(March 3, 2019 at 2:11 am)AtlasS33 Wrote:(March 2, 2019 at 11:36 am)Gae Bolga Wrote: You've never in all your time taken a breath to explore whatever my view may be, and it doesn't matter what my view is in the first place.
I'm pointing out that the same means of controlling the middle east that have always worked continue to work today. It hardly matters who's employing them at a given moment in time because they operate on something that the target does to itself. Just as raiders took over the middle east centuries before the US was formed despite being outnumbered by total opposition forces, their descendants do the same, domestically, to their own populace. The regime that controls your country could not suppress all resistance simultaneously so it seeks to spread that resistance into ideologically opposed camps. As that numerically greater resistance is spread into multiple sub-divided portions the relative size of the smaller regime forces reaches or exceeds parity with any given subdivision of resistance.
You're marching to the sound of your enemies drum, and making enemies of friends. Historically, that's been a losing strategy. Appealing to western humanitarian values isn't going to save you from a middle eastern despot...and the only people who will hear that plea are we westerners..ourselves, and pro-west resistance that you would not include amongst your own. You've managed to make yourselves smaller than your opposition, squandering whatever numerical advantage you possess and burning the only people who give a shit about what you're saying.
So, again, good luck with that.
In my OP, I wrote these lines:
Quote:AtlasS33 said:
The west =/= western people.
It equals Western governments and systems and the people who support them
=/= means not equal. Let's put that as a major constraint for every word I say -in both the OP and the posts after-.
Let's put a very obvious line here between "the past" and "the present". In the past, there were no atomic weapons, no modern weapons, but yet early Muslims took down Persia and Rome in mere few years.
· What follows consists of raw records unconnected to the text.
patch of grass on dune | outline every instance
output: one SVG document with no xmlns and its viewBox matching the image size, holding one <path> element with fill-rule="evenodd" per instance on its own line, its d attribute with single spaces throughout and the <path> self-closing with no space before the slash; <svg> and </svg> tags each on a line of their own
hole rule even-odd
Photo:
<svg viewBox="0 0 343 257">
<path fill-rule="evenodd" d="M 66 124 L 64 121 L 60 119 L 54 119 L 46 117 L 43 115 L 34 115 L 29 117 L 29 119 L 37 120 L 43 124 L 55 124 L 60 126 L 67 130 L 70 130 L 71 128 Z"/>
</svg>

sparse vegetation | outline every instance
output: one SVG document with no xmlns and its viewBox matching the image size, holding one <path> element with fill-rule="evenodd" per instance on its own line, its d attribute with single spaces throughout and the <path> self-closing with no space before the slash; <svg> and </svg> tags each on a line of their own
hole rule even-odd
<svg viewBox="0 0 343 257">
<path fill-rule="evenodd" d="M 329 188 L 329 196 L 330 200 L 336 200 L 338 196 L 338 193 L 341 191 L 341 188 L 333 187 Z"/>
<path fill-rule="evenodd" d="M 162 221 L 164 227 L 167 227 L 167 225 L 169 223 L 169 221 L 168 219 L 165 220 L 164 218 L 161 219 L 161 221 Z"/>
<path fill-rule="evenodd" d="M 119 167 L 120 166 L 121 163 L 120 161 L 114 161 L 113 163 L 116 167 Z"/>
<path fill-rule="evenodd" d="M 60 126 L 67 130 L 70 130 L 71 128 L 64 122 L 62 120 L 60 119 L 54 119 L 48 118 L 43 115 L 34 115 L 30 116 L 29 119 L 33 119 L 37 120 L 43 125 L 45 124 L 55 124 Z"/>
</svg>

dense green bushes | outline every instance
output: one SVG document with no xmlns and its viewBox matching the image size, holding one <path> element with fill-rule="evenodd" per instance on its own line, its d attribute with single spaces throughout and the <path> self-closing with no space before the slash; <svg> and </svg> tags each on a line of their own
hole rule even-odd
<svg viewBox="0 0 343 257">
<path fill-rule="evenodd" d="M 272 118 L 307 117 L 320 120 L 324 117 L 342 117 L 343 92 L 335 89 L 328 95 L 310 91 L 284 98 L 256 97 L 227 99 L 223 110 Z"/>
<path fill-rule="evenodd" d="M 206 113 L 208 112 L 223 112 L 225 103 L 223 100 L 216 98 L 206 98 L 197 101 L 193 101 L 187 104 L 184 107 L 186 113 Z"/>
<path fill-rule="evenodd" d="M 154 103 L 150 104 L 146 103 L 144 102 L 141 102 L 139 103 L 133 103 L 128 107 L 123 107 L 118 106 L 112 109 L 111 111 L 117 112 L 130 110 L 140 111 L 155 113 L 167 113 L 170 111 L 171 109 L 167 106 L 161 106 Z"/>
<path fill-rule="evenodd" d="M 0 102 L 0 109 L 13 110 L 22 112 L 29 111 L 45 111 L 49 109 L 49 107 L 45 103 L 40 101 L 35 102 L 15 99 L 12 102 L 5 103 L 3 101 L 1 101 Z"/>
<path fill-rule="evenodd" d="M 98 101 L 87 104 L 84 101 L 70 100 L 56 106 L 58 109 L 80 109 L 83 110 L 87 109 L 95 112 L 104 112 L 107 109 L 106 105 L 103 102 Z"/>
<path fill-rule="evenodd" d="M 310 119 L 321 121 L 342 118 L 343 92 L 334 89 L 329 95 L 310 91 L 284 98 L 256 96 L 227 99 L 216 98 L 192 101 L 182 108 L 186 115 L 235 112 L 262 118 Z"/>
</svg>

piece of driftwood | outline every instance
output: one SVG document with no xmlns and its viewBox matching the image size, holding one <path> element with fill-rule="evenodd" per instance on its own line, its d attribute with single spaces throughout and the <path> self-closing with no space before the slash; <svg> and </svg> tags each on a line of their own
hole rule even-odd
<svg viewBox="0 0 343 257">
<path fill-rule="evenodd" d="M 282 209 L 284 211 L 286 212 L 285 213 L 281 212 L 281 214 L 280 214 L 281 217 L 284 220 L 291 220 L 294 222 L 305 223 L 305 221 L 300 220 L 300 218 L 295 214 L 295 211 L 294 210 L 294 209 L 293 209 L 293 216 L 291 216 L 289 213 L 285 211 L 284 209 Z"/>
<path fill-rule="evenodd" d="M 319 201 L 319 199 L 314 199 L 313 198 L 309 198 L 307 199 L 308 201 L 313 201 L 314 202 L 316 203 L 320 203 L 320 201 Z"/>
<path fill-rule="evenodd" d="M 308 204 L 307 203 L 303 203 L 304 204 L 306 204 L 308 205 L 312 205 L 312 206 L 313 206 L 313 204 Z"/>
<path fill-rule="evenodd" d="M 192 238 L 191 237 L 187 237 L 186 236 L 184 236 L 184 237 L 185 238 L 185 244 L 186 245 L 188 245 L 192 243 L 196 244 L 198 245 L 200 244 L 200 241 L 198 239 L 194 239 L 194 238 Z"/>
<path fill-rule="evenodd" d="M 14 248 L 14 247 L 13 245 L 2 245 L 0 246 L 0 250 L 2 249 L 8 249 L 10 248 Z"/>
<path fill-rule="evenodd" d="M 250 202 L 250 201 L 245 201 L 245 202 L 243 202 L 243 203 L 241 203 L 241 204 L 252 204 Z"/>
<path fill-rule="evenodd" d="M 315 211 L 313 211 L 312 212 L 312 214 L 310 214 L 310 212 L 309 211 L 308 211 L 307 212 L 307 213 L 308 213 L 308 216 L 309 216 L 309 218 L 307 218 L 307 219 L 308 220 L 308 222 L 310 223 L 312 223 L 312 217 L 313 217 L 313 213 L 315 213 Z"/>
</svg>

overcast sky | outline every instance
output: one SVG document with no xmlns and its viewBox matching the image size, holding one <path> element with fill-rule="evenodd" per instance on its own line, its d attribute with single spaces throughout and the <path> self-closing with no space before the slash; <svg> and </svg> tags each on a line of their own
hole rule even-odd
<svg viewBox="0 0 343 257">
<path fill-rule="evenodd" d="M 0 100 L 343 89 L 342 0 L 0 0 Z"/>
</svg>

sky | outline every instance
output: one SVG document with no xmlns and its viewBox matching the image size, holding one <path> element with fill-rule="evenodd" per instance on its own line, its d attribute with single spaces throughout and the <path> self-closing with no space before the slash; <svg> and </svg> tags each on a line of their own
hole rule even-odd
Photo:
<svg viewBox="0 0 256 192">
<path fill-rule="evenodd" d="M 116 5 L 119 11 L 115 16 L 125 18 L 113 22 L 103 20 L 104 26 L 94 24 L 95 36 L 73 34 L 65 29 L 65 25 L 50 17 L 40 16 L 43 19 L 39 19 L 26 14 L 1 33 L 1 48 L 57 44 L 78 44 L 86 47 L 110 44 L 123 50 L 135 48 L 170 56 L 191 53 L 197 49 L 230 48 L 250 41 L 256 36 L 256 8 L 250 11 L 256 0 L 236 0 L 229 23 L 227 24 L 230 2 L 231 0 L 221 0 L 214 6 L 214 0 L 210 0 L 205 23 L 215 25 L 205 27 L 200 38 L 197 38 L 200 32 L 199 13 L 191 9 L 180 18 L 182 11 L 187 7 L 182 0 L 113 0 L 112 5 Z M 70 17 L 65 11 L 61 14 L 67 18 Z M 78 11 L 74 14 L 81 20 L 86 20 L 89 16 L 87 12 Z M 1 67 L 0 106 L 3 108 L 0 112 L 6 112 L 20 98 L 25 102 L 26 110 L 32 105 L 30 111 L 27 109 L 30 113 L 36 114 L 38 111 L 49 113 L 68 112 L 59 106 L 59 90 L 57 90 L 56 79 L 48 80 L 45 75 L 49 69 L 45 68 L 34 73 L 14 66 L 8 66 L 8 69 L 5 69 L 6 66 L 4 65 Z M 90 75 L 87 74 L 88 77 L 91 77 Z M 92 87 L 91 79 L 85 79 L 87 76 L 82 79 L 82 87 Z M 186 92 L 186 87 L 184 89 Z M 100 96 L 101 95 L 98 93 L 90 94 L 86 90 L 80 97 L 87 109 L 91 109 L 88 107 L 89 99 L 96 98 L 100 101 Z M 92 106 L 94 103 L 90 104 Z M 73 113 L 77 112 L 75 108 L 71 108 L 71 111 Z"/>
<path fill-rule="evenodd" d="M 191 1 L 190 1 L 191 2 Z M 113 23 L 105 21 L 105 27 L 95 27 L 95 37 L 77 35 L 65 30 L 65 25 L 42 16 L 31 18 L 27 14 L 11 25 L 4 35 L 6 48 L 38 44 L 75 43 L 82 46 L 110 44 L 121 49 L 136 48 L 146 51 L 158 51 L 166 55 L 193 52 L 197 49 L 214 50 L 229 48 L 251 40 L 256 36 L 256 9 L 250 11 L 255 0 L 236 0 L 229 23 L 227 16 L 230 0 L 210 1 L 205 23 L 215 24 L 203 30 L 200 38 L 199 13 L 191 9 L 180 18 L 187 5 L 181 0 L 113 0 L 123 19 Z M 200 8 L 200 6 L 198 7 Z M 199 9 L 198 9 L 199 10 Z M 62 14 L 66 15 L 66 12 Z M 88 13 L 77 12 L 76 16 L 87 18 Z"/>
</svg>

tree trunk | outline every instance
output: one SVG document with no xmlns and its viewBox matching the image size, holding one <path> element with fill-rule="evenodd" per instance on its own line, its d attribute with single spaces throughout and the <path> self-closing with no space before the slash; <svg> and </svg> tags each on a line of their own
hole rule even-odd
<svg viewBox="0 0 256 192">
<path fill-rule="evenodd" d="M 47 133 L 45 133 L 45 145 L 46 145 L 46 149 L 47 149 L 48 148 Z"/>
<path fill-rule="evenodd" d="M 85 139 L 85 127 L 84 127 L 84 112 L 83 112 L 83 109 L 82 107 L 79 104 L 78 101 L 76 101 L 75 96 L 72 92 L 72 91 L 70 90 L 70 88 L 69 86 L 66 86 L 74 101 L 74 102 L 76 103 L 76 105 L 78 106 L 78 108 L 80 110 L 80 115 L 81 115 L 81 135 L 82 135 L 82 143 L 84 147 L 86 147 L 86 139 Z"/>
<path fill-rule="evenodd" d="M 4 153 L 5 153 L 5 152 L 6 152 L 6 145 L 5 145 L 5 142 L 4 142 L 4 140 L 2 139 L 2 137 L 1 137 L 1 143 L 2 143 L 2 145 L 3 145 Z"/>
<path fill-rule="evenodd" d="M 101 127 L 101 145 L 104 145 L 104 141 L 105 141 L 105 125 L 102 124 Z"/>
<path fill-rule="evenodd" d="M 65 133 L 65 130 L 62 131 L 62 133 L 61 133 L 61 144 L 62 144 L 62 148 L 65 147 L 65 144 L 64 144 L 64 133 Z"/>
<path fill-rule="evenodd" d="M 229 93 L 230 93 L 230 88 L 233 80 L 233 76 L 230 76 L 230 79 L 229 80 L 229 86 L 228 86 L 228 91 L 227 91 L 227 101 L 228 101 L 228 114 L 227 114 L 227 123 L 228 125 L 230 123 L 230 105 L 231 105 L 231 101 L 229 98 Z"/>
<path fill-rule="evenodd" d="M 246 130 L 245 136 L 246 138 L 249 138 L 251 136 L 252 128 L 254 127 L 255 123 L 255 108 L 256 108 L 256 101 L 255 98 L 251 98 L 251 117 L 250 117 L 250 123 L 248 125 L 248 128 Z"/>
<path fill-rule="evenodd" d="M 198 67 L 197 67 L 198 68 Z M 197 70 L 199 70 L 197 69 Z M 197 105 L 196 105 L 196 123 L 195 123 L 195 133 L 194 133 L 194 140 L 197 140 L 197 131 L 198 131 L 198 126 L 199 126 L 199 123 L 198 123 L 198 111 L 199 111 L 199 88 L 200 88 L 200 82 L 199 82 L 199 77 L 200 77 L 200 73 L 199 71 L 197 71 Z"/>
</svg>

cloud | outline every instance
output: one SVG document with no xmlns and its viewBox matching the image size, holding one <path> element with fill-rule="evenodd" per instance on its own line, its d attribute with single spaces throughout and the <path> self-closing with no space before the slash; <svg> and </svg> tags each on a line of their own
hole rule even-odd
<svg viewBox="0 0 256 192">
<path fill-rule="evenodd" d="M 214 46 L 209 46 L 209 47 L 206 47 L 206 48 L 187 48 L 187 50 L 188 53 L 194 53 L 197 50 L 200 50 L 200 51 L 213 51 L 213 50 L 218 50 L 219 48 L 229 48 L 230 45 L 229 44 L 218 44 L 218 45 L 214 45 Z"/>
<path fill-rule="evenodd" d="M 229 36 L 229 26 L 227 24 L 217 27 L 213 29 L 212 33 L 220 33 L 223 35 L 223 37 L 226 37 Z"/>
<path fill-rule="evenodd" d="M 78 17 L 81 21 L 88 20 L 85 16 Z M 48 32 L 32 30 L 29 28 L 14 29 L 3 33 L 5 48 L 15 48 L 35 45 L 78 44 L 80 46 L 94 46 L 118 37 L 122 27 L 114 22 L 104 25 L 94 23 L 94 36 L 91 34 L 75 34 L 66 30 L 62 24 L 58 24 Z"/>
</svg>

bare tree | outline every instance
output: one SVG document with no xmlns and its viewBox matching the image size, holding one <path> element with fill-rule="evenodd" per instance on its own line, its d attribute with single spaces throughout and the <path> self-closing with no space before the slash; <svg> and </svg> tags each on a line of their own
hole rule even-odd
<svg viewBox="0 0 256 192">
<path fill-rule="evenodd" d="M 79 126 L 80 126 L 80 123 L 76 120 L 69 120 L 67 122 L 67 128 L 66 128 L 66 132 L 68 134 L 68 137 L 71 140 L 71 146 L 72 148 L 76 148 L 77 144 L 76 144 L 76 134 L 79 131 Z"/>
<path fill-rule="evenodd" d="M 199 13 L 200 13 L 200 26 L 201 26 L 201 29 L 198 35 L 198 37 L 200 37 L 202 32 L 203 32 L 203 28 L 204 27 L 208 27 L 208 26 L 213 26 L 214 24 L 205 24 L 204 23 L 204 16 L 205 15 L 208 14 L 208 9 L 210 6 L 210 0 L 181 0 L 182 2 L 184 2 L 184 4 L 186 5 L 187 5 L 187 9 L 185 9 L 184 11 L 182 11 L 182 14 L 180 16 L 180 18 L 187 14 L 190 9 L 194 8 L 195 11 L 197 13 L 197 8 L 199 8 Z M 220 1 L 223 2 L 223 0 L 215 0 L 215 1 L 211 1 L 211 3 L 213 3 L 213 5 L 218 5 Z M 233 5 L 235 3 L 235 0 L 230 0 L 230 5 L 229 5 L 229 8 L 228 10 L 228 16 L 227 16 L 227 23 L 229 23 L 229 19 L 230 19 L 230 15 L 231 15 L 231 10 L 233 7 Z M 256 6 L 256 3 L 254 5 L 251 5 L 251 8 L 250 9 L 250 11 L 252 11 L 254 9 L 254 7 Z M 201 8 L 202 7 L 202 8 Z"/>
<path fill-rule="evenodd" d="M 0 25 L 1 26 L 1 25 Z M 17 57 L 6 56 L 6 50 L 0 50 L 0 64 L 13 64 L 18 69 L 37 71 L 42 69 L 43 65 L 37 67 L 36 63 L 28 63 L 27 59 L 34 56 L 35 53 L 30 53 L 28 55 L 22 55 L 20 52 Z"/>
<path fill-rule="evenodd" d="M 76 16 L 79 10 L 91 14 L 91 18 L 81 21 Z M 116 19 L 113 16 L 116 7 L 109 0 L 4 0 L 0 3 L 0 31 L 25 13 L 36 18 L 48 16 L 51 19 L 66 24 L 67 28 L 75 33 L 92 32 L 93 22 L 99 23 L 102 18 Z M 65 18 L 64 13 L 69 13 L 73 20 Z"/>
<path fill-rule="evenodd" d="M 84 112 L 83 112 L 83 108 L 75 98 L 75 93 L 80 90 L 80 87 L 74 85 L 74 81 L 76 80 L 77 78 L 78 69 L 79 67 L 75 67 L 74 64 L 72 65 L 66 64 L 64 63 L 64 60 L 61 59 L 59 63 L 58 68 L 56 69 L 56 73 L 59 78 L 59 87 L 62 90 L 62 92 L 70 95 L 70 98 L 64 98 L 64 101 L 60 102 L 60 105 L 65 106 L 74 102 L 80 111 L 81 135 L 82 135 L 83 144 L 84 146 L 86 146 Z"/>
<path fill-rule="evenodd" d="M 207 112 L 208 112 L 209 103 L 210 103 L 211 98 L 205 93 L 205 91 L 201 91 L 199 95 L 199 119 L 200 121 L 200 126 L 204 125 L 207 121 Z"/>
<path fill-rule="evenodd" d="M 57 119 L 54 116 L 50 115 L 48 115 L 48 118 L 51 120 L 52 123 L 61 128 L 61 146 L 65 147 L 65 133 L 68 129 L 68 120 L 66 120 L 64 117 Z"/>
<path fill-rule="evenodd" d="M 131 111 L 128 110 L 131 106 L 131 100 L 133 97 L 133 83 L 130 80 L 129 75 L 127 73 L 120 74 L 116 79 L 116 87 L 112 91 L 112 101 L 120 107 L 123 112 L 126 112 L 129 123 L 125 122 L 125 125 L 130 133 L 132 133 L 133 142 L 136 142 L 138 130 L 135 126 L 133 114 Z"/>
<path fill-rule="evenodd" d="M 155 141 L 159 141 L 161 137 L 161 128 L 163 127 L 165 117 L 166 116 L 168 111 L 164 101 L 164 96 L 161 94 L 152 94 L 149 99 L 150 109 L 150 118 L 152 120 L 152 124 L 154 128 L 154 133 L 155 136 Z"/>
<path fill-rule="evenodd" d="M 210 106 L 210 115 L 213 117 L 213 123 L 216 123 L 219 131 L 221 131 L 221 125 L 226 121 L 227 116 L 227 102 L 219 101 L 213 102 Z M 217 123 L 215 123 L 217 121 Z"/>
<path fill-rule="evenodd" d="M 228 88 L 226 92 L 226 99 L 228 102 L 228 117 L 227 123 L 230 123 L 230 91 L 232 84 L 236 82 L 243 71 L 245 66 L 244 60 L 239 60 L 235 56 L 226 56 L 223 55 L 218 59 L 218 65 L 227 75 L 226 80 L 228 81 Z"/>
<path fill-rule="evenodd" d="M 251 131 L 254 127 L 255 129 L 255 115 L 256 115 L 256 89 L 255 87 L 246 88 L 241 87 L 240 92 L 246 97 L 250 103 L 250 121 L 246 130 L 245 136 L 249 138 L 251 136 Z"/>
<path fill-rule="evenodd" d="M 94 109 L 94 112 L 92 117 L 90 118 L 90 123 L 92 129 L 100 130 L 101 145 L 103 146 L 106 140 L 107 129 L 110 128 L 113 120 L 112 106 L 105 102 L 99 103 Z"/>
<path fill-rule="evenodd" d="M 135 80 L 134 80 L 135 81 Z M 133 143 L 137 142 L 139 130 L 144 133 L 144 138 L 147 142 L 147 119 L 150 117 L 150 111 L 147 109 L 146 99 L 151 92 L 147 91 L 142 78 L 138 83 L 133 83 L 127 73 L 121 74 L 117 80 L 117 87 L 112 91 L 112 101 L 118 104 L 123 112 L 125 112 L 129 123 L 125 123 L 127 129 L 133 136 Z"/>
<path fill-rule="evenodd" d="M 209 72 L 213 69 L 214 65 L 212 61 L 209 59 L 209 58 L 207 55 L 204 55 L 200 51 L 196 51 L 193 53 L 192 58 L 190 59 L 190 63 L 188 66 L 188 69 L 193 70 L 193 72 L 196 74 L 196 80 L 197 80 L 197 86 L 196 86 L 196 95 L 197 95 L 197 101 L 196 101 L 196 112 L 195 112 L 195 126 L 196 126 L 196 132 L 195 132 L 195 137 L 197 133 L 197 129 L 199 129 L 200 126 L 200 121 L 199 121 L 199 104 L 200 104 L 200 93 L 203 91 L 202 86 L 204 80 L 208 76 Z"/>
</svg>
Doesn't that hint that the people under the Persian empire and Roman empire hated the guts of their empires and wanted to see them taken out?
People hated the guts of Persia and Rome, don't ask Arabs; ask Germans and early Europeans before early Arabs.
Persians and Romans were brutal in war, and were the super powers of their time, So let's stop picturing them as the "innocent kittens that were eaten by the early Muslims". Their war machine was monstrous and their combatants spread terror in the whole world and ruled with a fist of steel. So no remorse for seeing these empires go, criminals always get defeated and go, even if they wore silk and gold.
-
Then, let's speak about the connection of today's Middle East, to the Middle East of early Islam.
The two are different worlds, not even connected by a single hair. At least early Muslims were capable of bringing down empires like Persia and Rome; but the citizens of the modern Middle East can't even bring down weak governments living on American financial aid.
Your comparison is not just unfair; it's out of this world and also wrong. I speak about models of rule; America is an extension of Rome because it follows the Roman model in ruling, but are the regimes of the Middle East -today- are following the early Islamic model?
They are indeed not, but they are following the model which the winners in WW2 wrote. Just like Japan which followed that model, China which followed that model, India, ...etc.
We are discussing this model. Confusing today's model with the model early Muslims ruled with is plain unfair, wrong and not legit.
Your revisionist take on early Islam, which isn't accurate on its own merit, ignores the fact that the model which you claimed existed did so primarily as a means of survival, as Muslims were in the minority at the time, and could not afford to buck the majority. They did so anyway by guerrilla attacks on caravans, and targeted violence against groups and individuals, in spite of your modernist apologia that they did not. Regardless, the historical truth is that any time Islam gains sufficient power to challenge things, and especially when it is in the majority, they quickly abandon the faux model that you dishonestly appeal to in this case. There is simply no reason for Muslim majorities to subscribe to the model you suggest, and so they don't. Who exactly are you thinking it would be better for such that people could be persuaded to follow your imaginary model? It hasn't worked in the past, so you're just a nutter for thinking it will work in the present, or even that it is possible to achieve such through practical means in the present. You're arguing an ideal which never actually existed, and has no chance of existing now. Your comments are not so much wrong, thought they are that, so much as they are simply irrelevant to a modern Arabic state like Saudi Arabia.